I just had my left cv done along with my clutch. Cv joint itself was only $70 and some change. Total would have been $200 approx. At least that is what they told me at the shop. One thing to keep in mind about that is that I live in the midwest and it was an import specialty shop. For a clutch pack install and a cv joint install it was $615 total. Although, no more clicking and it rides TIGHT now. As far as I can tell this is the first major work not related to an accident done to my b14 at approx. 147k miles.


----------



## SergioCR (Sep 18, 2002)

WiZzO said:


> where did you get it for that cheap? its about time for me to replace mine so i'm going to be doing some shopping soon


Costa Rica....  that's what we pay here for Nissan "compatible" cv joints... actually i payed less than that for my wife Metro's cv joints also...


----------



## SergioCR (Sep 18, 2002)

infazorak said:


> Went for a drive today to my parents' house. A good 40 minute drive with a few turns here and there. Not one "Clunk" or anything that couldn't be attributed to road conditions.
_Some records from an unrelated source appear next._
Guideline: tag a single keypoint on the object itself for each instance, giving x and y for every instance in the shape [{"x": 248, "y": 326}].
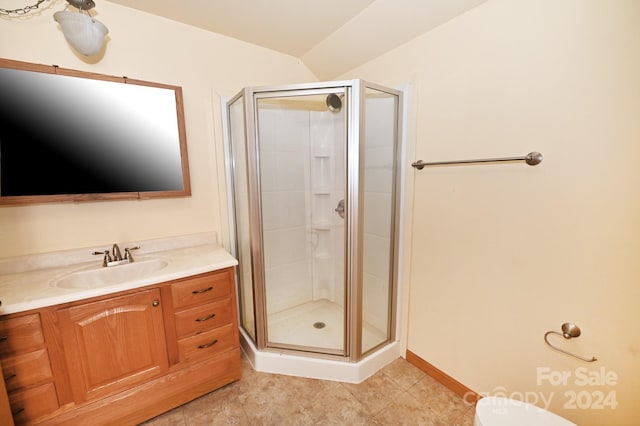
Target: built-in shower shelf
[{"x": 322, "y": 227}]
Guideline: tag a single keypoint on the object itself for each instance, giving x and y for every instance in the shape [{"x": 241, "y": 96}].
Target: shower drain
[{"x": 319, "y": 324}]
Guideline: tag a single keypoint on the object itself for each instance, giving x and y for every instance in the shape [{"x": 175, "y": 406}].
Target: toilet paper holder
[{"x": 569, "y": 330}]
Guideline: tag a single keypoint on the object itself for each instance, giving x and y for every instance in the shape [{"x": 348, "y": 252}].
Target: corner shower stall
[{"x": 314, "y": 191}]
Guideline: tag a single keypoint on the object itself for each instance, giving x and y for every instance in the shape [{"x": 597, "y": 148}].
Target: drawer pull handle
[
  {"x": 207, "y": 318},
  {"x": 207, "y": 345},
  {"x": 204, "y": 290}
]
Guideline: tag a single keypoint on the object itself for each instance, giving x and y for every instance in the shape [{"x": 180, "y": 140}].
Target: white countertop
[{"x": 29, "y": 282}]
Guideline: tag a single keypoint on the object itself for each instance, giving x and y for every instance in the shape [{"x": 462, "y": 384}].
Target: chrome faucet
[
  {"x": 115, "y": 250},
  {"x": 117, "y": 258}
]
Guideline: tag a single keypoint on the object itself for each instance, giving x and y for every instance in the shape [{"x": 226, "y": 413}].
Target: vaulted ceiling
[{"x": 329, "y": 36}]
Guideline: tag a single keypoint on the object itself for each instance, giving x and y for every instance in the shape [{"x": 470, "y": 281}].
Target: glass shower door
[{"x": 301, "y": 140}]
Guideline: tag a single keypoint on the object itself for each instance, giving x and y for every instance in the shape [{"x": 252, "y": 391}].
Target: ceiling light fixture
[{"x": 84, "y": 33}]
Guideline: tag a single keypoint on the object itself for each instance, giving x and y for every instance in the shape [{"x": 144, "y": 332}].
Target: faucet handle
[
  {"x": 107, "y": 256},
  {"x": 127, "y": 253}
]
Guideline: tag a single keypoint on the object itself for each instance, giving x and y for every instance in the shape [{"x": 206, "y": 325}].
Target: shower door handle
[{"x": 340, "y": 209}]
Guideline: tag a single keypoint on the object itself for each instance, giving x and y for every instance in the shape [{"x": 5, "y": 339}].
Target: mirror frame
[{"x": 54, "y": 69}]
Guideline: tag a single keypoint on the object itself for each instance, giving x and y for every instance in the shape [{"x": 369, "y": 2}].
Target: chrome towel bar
[
  {"x": 569, "y": 330},
  {"x": 532, "y": 159}
]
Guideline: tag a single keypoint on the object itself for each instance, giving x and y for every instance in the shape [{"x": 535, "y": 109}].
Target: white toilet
[{"x": 496, "y": 411}]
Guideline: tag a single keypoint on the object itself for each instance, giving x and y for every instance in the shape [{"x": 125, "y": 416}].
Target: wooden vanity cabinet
[
  {"x": 26, "y": 368},
  {"x": 204, "y": 314},
  {"x": 125, "y": 357},
  {"x": 112, "y": 344}
]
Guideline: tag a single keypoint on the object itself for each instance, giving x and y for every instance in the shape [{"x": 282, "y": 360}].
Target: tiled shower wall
[{"x": 302, "y": 160}]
Maybe I'm just paranoid and looking for something to be wrong with the thing.
> 
> *Zorak Out*


That usually happens when they are starting to fail... mine do the same thing sometimes it clicks, sometimes it dont, both boots are ok so probably there's grease helping things out but if the boot rips away problems will araise pretty soon.


----------



## WiZzO (Jun 15, 2005)

SergioCR said:


> Costa Rica....  that's what we pay here for Nissan "compatible" cv joints... actually i payed less than that for my wife Metro's cv joints also...
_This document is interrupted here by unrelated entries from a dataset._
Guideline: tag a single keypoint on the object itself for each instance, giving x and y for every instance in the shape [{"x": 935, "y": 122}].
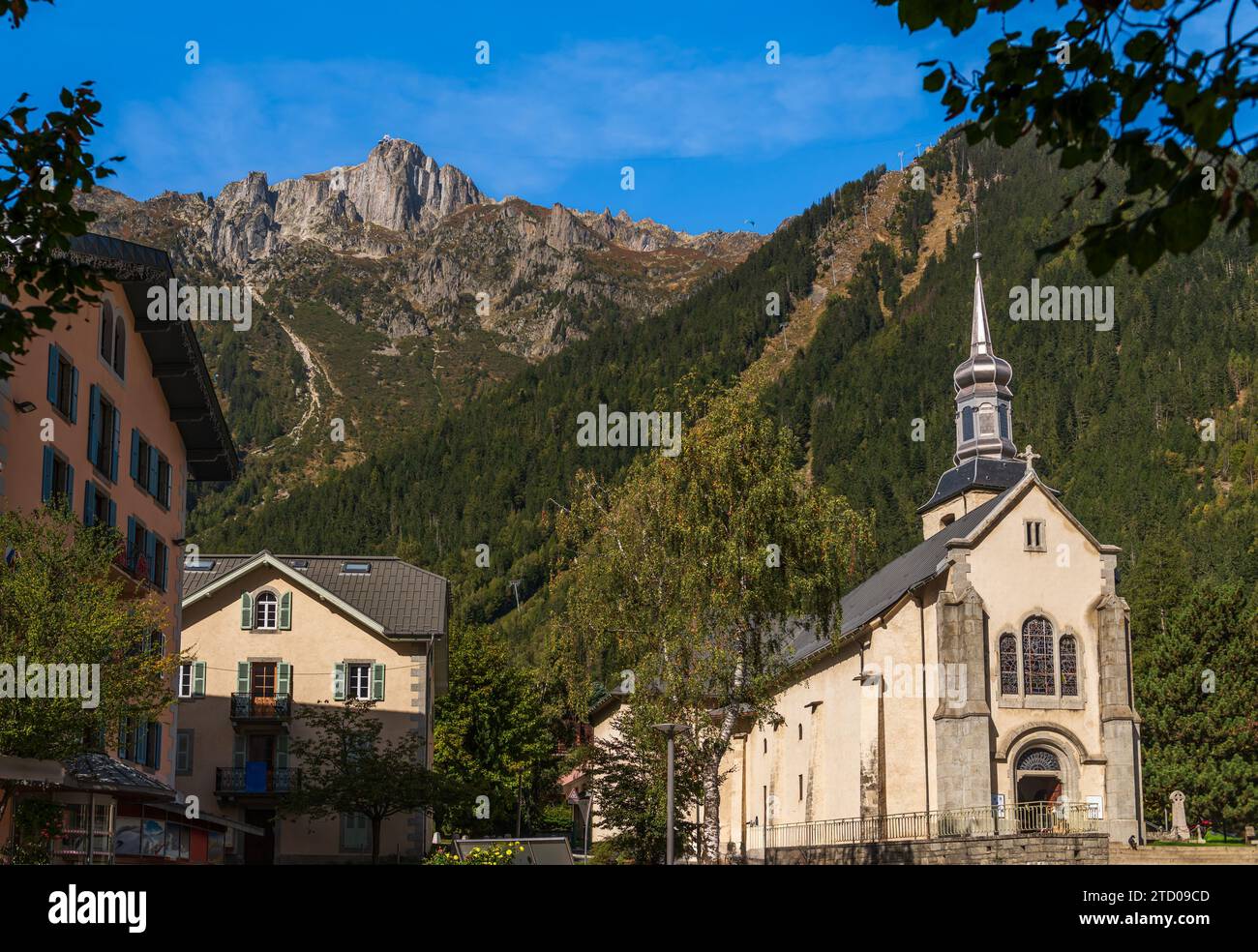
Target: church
[{"x": 985, "y": 669}]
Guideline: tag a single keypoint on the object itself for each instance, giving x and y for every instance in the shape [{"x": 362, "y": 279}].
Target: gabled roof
[
  {"x": 395, "y": 599},
  {"x": 918, "y": 565},
  {"x": 976, "y": 473},
  {"x": 176, "y": 356}
]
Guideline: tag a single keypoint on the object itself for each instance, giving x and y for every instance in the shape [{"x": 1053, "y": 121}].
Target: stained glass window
[
  {"x": 1007, "y": 664},
  {"x": 1038, "y": 759},
  {"x": 1038, "y": 657},
  {"x": 1069, "y": 668}
]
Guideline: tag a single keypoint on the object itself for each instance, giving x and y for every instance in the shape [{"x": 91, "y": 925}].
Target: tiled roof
[
  {"x": 405, "y": 600},
  {"x": 102, "y": 772}
]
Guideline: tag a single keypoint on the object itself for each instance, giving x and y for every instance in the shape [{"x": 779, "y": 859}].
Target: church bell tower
[{"x": 986, "y": 460}]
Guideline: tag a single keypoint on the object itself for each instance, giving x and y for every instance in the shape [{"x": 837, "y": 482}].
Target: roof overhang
[
  {"x": 176, "y": 356},
  {"x": 265, "y": 558}
]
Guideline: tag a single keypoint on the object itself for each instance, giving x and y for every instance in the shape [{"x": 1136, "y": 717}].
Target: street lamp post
[{"x": 671, "y": 730}]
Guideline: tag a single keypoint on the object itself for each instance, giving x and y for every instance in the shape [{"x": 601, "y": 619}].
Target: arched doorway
[{"x": 1039, "y": 784}]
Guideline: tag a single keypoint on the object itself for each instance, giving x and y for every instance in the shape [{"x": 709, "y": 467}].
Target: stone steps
[{"x": 1123, "y": 855}]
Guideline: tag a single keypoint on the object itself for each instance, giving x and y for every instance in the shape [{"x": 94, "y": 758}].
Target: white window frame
[
  {"x": 272, "y": 600},
  {"x": 351, "y": 691}
]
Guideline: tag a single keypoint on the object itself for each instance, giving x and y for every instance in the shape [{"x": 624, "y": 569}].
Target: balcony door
[{"x": 262, "y": 688}]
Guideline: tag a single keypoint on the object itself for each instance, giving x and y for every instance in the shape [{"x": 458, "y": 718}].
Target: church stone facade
[{"x": 988, "y": 667}]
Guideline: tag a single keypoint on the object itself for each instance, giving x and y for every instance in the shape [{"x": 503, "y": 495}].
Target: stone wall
[{"x": 1074, "y": 849}]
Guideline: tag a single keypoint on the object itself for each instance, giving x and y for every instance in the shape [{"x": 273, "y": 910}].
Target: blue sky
[{"x": 573, "y": 93}]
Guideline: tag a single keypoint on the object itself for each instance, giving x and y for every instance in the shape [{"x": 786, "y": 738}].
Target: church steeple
[
  {"x": 985, "y": 461},
  {"x": 984, "y": 402}
]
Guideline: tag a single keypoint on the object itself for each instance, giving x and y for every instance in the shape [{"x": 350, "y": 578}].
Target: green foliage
[
  {"x": 492, "y": 732},
  {"x": 37, "y": 822},
  {"x": 629, "y": 784},
  {"x": 45, "y": 162},
  {"x": 63, "y": 603},
  {"x": 497, "y": 855},
  {"x": 1195, "y": 687},
  {"x": 348, "y": 767},
  {"x": 691, "y": 569},
  {"x": 1119, "y": 83}
]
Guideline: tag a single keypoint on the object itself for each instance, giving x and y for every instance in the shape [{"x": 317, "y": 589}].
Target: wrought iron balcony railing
[
  {"x": 1007, "y": 820},
  {"x": 258, "y": 780},
  {"x": 248, "y": 707}
]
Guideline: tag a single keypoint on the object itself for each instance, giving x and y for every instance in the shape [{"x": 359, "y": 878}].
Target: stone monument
[{"x": 1179, "y": 820}]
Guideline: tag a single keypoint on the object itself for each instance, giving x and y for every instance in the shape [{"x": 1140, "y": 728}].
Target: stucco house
[{"x": 269, "y": 634}]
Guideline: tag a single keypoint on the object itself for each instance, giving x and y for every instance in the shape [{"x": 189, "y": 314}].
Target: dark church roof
[
  {"x": 885, "y": 586},
  {"x": 976, "y": 473}
]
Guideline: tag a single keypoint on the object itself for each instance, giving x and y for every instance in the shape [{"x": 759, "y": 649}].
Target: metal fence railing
[{"x": 1009, "y": 820}]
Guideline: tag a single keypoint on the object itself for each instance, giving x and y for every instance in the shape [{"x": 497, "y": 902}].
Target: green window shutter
[
  {"x": 339, "y": 680},
  {"x": 377, "y": 682}
]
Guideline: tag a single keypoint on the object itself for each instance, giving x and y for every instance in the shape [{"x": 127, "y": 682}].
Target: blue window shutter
[
  {"x": 339, "y": 680},
  {"x": 117, "y": 434},
  {"x": 93, "y": 423},
  {"x": 51, "y": 373},
  {"x": 46, "y": 488}
]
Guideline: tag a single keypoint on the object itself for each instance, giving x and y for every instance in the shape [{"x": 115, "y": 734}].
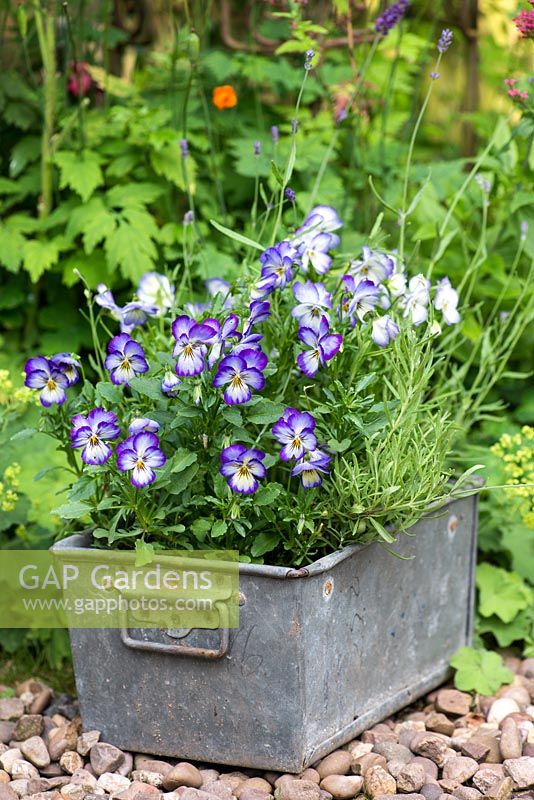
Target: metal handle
[{"x": 185, "y": 649}]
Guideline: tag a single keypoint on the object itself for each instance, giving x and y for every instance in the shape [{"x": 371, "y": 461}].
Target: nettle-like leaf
[
  {"x": 38, "y": 256},
  {"x": 79, "y": 171},
  {"x": 479, "y": 671},
  {"x": 501, "y": 593}
]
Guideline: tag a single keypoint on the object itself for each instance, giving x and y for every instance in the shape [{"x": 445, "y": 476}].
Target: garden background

compatible works :thumbup: , they wouldn't happen to have a website that i could order from would they?


----------



## SergioCR (Sep 18, 2002)

WiZzO said:


> compatible works :thumbup: , they wouldn't happen to have a website that i could order from would they?


Well, nope.... it's a retail store.... but maybe doing some searching for cv joints over the net would show some stores with cheap compatible ones..


----------



## Johnjay7777 (Jun 11, 2005)

SergioCR said:


> Now that's one expensive CV joint replacement!
> Do they have to be "Nissan Original" or can you go for an aftermarket one? i replaced both sides of mine with some CV Joint aftermarket, which works like new for $25 each.... it's been 6 months by now and still works perfect... no clicking, no "loose feeling" at cv...
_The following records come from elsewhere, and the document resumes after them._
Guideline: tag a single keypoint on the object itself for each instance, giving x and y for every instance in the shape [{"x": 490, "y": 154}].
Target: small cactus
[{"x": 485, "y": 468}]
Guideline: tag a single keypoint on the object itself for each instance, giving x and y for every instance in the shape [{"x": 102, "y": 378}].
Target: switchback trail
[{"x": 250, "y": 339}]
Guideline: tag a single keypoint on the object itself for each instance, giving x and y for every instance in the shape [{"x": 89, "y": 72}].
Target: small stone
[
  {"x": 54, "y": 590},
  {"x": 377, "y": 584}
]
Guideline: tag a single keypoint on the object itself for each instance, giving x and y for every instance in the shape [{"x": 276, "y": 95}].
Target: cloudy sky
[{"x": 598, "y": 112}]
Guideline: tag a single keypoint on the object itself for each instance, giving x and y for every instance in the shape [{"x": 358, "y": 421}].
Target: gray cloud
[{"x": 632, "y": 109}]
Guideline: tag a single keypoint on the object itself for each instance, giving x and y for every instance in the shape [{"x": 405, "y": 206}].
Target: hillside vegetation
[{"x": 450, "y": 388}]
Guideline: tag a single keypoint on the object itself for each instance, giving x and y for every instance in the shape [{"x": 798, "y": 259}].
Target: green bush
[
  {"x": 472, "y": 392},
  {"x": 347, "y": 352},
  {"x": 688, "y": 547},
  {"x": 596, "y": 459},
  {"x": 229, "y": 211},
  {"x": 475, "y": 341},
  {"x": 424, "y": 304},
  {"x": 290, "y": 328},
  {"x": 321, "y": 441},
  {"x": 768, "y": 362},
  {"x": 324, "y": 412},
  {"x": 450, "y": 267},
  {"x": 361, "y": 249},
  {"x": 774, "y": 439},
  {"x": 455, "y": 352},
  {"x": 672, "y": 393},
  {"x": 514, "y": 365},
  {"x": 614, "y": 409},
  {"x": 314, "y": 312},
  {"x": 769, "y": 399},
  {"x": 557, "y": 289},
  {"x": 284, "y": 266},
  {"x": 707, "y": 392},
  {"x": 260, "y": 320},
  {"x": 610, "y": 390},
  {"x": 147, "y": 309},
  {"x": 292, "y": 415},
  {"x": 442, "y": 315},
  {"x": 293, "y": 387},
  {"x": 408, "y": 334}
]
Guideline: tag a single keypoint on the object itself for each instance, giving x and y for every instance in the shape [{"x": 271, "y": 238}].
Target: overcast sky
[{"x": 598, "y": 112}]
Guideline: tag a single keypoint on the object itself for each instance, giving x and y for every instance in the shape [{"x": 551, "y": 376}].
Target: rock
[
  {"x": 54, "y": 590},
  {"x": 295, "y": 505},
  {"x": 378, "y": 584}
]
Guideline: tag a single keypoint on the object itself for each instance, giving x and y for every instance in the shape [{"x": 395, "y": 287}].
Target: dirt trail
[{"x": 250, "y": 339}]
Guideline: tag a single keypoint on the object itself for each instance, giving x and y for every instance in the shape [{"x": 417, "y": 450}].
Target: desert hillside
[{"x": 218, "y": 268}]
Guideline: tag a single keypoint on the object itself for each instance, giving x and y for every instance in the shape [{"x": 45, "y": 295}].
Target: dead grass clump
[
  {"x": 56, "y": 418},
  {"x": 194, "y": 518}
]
WHere did you get the aftermarket CV joint?... im delaying getting it done bc im looking for a good price on the joint before i go and get ripped off... if i could get the part then i could have my mechanic replace it... let me know


----------



## infazorak (Jun 18, 2005)

SergioCR said:


> That usually happens when they are starting to fail... mine do the same thing sometimes it clicks, sometimes it dont, both boots are ok so probably there's grease helping things out but if the boot rips away problems will araise pretty soon.


More driving today and still nothing. This IS Atlanta, the Pothole capital of the world. The right turn out of my apartment complex has a good 3 inch drop from the blacktop down to the gutter too. That was one of the turns I felt the clunk. But, we're still getting the Airbag sensor looked at, so I'll have the mechanic give the car a full going over to make sure everything is ship shape. 
*Zorak Out*


----------



## 99stxsentra (Apr 22, 2005)

*so anyone know where i can get a cheap cv joint?*

i have a 99 and im almost sure its my cv joints that are making the clunking noise..
joe


----------



## bugmenot (May 30, 2006)

I've replaced both cv axels and still have the same problem while turning right... any ideas?


----------